Our environmental record fluctuates depending on the political affiliation of the person you ask.  Republicans say being able to see the air you breathe during our simmering summers makes life more interesting, while Democrats think we're all going to die prematurely of chemical poisoning because we don't control industrial and traffic emissions strongly enough.

And having Rick Perry as governor longer than the eight years Texas has won Chief Executive magazine's award means that a lot of the state's expenses have been deferred, budgets have been scalped to the bone, and too many raids on our once-Texas-sized "rainy day fund" have reduced it to a muddy puddle.  Public schools, public health services, state parks, and our highway department also limp along on shoestring budgets.  Most conservatives laud all of this miserly public spending as tax savings, while government watchdogs and liberals warn that cutting spending as the state and its obligations continue to grow means that at some point, we can't keep kicking the tax can down the road.  Texas, after all, is proud of many things, but having no state income tax is probably our biggest bragging point.

Indeed, it remains to be seen how much of the advantages chief executives look for in a state can be maintained at levels that keep businesses growing here.  Having so many uninsured workers means that the public can only afford to absorb health care costs for those workers for only so long.  Having wealth concentrated in increasingly disproportionate blobs along the I-35 corridor through the center of the state may create severe economic disparities similar to what's become apparent in California and New York, where densely-populated urban areas compete with increasingly depopulating rural areas for resources of all kinds.  And the questions regarding the availability of water to sustain projected growth continue to go unanswered.

Don't even mention the likelihood that Texas may one day need to levy a personal income tax!  South Padre Island may just freeze over if that ever happens.

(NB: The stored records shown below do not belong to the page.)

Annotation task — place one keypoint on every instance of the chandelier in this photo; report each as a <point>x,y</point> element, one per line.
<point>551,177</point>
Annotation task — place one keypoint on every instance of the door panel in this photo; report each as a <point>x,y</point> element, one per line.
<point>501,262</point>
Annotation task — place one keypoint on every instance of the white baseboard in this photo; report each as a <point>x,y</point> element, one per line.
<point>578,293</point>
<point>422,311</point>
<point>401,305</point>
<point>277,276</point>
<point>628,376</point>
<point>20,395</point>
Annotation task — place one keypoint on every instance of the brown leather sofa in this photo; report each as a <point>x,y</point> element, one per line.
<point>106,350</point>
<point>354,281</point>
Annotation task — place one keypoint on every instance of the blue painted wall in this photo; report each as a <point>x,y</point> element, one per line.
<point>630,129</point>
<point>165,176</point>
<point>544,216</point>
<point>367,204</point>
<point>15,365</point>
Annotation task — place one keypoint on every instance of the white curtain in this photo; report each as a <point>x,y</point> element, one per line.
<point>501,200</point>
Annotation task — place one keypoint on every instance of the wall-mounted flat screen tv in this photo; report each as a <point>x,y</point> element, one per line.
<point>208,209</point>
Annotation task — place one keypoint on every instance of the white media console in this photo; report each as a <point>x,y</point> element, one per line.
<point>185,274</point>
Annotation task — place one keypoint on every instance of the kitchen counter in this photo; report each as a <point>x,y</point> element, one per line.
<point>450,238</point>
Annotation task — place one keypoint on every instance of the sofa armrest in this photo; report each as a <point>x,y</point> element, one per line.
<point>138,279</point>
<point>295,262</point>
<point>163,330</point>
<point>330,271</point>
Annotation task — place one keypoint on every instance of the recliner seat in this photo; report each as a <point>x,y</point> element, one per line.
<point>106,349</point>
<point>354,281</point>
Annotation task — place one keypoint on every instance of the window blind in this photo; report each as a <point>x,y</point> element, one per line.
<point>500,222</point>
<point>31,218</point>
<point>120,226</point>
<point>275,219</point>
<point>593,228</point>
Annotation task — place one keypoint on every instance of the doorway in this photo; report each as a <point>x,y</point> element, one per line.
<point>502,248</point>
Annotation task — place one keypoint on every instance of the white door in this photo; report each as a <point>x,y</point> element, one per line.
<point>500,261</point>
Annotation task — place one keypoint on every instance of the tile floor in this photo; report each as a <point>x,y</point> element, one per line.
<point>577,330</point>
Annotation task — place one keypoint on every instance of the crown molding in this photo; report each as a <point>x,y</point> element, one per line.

For now, Texas business leaders and politicians just want to ride the wave of success for as long as they can.  Deferring negativity is always the more popular thing to do, even though we have proof that too much of a good thing usually goes wrong.

Proof, you ask?

The shift from places like formerly-booming New York and California to Texas proves that businesses constantly cycle through consolidations to the next cheapest place.  How much longer can Texas be that place?